Один из шайки. Во время суматохи я пробрался в церковь святого Стефана и спорол бахрому с алтарного покрова. "Господь бог богат, - подумал я, - и может сделать золото из простой веревки".
Швейцер. И правильно поступил! Кому этот хлам нужен в церкви? Они жертвуют его господу богу, которому, право же, ни к чему такое барахло, а между тем божьи создания голодают. Ну, а ты, Шпангелер? Куда ты закинул сети?
Второй. Мы с Бюгелем обобрали лавку и притащили разных материй человек на пятьдесят хватит.
Третий. Я стянул двое золотых часов да дюжину серебряных ложек.

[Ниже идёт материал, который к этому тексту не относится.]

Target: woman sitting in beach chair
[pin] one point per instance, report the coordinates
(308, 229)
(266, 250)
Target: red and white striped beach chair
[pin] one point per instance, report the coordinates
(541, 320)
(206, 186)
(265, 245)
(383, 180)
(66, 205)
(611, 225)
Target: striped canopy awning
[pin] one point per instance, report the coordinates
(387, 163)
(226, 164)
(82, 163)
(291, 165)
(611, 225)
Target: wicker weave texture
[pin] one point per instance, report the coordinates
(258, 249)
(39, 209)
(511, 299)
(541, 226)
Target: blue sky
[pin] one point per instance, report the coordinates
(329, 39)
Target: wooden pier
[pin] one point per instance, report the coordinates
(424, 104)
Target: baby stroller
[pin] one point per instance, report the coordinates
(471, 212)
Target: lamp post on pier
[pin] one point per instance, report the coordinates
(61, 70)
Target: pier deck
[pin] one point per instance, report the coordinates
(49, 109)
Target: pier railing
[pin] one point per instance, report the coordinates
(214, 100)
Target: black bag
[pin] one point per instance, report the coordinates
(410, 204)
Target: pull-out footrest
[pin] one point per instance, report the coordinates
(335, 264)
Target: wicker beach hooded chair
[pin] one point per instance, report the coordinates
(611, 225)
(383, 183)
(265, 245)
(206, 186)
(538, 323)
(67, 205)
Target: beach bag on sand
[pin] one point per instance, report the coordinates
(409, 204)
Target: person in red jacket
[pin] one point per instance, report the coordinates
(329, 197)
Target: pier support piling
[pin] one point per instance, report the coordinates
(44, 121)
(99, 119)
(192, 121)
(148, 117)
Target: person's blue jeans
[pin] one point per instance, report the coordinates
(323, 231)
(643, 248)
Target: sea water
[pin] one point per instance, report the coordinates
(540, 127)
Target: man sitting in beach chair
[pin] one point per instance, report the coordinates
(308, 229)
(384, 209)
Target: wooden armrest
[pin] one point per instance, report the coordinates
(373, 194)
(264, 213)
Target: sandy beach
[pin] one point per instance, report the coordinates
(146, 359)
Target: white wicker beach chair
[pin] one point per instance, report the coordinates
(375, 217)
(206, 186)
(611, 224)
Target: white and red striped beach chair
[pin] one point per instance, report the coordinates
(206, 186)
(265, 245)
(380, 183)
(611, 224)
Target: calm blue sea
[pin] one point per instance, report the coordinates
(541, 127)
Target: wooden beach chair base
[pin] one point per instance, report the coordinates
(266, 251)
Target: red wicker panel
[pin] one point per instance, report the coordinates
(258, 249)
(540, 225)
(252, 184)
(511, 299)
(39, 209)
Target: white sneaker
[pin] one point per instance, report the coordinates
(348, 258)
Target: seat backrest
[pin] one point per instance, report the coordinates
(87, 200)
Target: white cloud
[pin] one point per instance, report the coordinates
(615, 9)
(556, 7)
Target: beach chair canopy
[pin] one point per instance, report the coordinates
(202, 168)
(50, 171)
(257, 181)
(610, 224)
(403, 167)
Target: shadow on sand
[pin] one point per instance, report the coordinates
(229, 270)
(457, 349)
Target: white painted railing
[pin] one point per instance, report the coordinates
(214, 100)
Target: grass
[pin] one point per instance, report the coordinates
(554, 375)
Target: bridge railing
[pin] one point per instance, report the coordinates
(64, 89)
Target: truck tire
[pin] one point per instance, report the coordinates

Швейцер. Хорошо, хорошо! А мы им спроворили такой пожар, что его и за две недели не потушить. Чтобы унять огонь, придется затопить водою весь город. Не знаешь, Шуфтерле, сколько там погибло народу?
Шуфтерле. Говорят, восемьдесят три человека. Одна башня разнесла на куски человек шестьдесят.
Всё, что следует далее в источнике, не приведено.